We have 4 mains powered smoke alarms and the date on 3 of them is May 2016. 

Is it a straight swap sort of thing? Do all fit the same base? Should I get a sparky?

Dont think I can justify a Nest before someone mentions it!


----------



## camerashy (Feb 9, 2014)

The Fire Service fitted mine FOC battery lasts 10 years


----------



## Serkie (Dec 8, 2007)

I'd change the whole unit.

The power is usually off a lighting circuit so isolate via the associated breaker at the switchboard, check the feed is dead, remove, mount and rewire.

Should be a quick and easy job, also something you could do yourself if you have a meter and a few basic tools.

I would look at getting some network detectors, if you want to spend a bit more the Nest system is nice and does both Smoke and Co.

Some ideas here:
http://www.safelincs.co.uk/all-smoke-alarms/


----------



## james_death (Aug 9, 2010)

AS stated, you can replace yourself if you feel confident enough.

Majority of the time the base will be different even from same manufacturer just change the lot.

As for battery models there have been a fair few hit and misses with the 10 year fire angels not even lasting a year.
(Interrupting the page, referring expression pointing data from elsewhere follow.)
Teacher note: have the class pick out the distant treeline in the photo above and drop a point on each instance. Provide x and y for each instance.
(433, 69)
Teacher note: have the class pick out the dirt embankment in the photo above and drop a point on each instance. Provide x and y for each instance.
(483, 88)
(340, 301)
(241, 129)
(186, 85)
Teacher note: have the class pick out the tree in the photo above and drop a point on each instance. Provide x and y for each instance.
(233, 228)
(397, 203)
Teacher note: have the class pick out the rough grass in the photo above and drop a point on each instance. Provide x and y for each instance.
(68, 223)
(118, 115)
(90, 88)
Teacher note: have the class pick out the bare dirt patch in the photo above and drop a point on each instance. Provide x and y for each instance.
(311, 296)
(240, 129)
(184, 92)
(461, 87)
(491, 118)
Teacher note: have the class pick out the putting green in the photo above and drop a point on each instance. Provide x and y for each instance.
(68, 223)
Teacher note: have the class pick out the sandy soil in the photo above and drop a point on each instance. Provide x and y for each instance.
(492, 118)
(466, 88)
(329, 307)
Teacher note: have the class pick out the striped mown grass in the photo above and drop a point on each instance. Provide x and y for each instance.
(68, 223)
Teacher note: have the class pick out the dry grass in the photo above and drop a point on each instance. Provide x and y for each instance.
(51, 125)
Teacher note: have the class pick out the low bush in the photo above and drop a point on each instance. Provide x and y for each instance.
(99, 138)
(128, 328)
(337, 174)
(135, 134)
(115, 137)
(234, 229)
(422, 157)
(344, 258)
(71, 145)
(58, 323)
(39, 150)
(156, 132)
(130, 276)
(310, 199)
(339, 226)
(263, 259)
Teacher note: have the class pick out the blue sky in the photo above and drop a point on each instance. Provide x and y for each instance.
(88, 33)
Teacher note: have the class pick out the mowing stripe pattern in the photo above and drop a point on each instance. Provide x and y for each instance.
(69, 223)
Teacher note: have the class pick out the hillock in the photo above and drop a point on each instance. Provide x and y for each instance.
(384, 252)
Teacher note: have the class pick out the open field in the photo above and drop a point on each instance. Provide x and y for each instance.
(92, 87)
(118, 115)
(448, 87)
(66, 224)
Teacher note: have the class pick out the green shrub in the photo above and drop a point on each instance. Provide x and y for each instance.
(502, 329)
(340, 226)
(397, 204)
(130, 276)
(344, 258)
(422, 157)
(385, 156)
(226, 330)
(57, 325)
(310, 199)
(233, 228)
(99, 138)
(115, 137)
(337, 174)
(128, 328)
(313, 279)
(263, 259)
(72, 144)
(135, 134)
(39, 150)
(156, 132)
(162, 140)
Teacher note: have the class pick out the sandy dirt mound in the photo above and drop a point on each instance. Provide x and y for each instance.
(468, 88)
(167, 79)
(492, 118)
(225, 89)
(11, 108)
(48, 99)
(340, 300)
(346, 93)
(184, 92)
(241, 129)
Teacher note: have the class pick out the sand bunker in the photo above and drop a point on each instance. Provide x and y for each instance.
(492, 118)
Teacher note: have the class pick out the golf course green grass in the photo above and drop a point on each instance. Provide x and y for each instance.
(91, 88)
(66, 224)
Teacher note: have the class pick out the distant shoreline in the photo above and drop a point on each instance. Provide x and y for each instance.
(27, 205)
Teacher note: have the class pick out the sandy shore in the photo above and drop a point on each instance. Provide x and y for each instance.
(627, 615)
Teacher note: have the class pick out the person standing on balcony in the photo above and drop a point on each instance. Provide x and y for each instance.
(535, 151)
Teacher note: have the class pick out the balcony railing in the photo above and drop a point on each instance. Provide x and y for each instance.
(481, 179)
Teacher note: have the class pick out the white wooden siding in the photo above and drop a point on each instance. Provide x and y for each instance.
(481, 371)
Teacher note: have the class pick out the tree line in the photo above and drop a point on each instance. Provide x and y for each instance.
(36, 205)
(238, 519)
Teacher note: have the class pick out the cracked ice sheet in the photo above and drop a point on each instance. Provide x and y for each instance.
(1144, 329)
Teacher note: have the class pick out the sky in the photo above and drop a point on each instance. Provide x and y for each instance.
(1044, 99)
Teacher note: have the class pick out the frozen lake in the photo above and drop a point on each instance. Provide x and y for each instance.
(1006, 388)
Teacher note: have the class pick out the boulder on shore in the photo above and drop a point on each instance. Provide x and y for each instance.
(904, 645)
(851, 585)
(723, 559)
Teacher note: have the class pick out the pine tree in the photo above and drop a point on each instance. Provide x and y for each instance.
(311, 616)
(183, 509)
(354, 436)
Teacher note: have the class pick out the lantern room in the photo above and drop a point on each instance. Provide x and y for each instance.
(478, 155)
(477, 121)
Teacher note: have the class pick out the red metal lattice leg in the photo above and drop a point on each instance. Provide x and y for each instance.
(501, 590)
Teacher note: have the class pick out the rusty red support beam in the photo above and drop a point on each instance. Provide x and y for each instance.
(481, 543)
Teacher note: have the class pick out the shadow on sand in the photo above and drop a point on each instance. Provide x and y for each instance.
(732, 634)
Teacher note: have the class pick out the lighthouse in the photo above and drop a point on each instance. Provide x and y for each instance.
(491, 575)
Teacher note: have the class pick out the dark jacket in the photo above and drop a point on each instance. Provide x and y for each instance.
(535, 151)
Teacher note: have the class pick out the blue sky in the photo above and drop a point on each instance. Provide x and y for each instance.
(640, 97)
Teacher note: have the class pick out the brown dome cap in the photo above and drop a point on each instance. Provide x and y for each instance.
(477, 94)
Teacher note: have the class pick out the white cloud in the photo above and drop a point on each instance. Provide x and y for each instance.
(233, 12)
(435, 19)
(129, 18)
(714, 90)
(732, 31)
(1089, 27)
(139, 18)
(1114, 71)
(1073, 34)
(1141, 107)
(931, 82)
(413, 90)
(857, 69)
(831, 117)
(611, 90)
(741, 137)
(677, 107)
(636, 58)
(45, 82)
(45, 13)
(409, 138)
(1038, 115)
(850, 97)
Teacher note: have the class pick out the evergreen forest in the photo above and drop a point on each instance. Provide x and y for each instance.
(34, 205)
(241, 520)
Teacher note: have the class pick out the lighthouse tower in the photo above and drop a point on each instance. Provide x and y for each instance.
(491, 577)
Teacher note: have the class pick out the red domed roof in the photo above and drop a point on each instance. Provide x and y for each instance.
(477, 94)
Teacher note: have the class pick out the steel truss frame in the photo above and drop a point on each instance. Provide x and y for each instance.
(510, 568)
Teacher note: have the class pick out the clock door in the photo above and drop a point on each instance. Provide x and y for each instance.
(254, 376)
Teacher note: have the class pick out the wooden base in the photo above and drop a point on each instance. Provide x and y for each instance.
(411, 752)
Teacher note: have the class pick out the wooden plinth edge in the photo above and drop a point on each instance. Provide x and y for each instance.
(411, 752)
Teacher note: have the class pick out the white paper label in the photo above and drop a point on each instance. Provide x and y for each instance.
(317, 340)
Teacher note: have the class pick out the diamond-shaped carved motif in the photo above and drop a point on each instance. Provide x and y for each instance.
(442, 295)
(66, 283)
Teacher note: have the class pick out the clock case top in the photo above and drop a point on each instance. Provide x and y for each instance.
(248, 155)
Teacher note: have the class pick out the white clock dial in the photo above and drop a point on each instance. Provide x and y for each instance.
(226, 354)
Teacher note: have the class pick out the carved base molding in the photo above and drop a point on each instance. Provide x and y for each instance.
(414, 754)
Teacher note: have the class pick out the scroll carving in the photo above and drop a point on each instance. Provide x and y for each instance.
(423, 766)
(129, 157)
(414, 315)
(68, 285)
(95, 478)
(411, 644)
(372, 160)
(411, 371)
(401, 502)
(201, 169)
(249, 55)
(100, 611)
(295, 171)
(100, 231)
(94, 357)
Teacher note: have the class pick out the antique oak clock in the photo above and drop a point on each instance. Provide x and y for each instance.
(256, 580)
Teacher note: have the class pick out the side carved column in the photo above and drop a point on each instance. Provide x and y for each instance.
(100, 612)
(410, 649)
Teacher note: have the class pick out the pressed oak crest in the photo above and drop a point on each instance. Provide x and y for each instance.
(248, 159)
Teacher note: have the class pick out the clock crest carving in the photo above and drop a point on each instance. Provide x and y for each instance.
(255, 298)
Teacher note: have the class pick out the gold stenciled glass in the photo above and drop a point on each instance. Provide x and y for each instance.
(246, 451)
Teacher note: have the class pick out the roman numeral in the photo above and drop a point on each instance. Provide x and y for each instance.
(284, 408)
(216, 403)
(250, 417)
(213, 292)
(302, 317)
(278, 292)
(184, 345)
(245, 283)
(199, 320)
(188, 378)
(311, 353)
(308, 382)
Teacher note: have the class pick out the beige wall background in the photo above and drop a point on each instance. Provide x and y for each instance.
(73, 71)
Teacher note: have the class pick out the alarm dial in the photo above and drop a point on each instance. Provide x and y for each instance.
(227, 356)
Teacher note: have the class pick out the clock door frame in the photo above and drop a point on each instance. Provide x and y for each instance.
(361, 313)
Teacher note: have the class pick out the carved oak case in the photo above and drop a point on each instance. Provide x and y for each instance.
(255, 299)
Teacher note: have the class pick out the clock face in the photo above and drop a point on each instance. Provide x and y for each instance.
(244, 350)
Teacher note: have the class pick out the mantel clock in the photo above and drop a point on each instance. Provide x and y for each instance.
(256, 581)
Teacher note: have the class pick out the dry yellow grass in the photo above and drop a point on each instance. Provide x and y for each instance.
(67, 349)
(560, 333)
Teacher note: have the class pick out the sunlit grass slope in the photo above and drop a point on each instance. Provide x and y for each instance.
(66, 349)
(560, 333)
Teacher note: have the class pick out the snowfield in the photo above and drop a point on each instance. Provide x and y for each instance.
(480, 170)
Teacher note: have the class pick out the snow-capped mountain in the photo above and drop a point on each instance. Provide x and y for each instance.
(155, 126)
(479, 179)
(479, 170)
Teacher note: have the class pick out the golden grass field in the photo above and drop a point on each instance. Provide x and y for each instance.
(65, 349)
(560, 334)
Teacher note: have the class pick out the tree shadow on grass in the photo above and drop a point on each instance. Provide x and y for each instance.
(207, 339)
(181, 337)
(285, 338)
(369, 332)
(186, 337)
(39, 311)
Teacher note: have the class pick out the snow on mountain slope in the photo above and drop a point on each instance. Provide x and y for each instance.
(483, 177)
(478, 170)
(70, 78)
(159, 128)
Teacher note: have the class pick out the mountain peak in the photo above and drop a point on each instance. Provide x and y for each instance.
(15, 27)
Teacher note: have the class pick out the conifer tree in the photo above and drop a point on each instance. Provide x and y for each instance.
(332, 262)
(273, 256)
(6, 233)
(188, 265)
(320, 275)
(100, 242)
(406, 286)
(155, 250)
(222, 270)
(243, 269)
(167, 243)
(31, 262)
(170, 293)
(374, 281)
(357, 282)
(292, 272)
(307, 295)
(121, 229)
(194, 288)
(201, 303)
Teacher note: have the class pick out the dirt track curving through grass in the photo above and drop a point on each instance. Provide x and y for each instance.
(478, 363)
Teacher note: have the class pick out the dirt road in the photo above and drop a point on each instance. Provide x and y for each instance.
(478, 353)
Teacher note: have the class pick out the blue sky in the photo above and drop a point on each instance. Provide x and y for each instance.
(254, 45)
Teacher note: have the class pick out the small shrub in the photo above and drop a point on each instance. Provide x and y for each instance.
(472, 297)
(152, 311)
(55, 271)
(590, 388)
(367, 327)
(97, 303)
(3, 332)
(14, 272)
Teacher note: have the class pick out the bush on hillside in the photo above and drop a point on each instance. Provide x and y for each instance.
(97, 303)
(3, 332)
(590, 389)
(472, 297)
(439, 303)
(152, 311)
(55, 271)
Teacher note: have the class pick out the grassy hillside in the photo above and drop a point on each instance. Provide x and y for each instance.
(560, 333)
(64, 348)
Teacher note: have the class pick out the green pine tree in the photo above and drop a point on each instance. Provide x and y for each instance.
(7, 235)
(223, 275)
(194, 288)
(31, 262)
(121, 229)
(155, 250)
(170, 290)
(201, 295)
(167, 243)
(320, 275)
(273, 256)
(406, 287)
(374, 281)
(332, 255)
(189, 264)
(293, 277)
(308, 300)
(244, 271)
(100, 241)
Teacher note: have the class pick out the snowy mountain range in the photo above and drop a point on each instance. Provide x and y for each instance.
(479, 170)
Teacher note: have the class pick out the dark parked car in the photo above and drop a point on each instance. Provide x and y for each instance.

The ones that take a single AA these days are simple and usually a household has a normal AA rather than a rarely used 9V.


----------



## ardandy (Aug 18, 2006)

These are all mains powered with battery back up.


----------



## adlem (Jul 6, 2008)

If you feel confident enough just change the whole unit, they're cheap enough. You'll pay less in the likes of Screwfix rather than b&q


----------



## SteveTDCi (Feb 8, 2006)

I just fitted standard smoke alarms in place of the wired ones. A 10 year battery very rarely lasts 10 years, as ever it depends on usage and the alarm. There is far as I'm aware only 1 company that makes them and they are around £6 each.


----------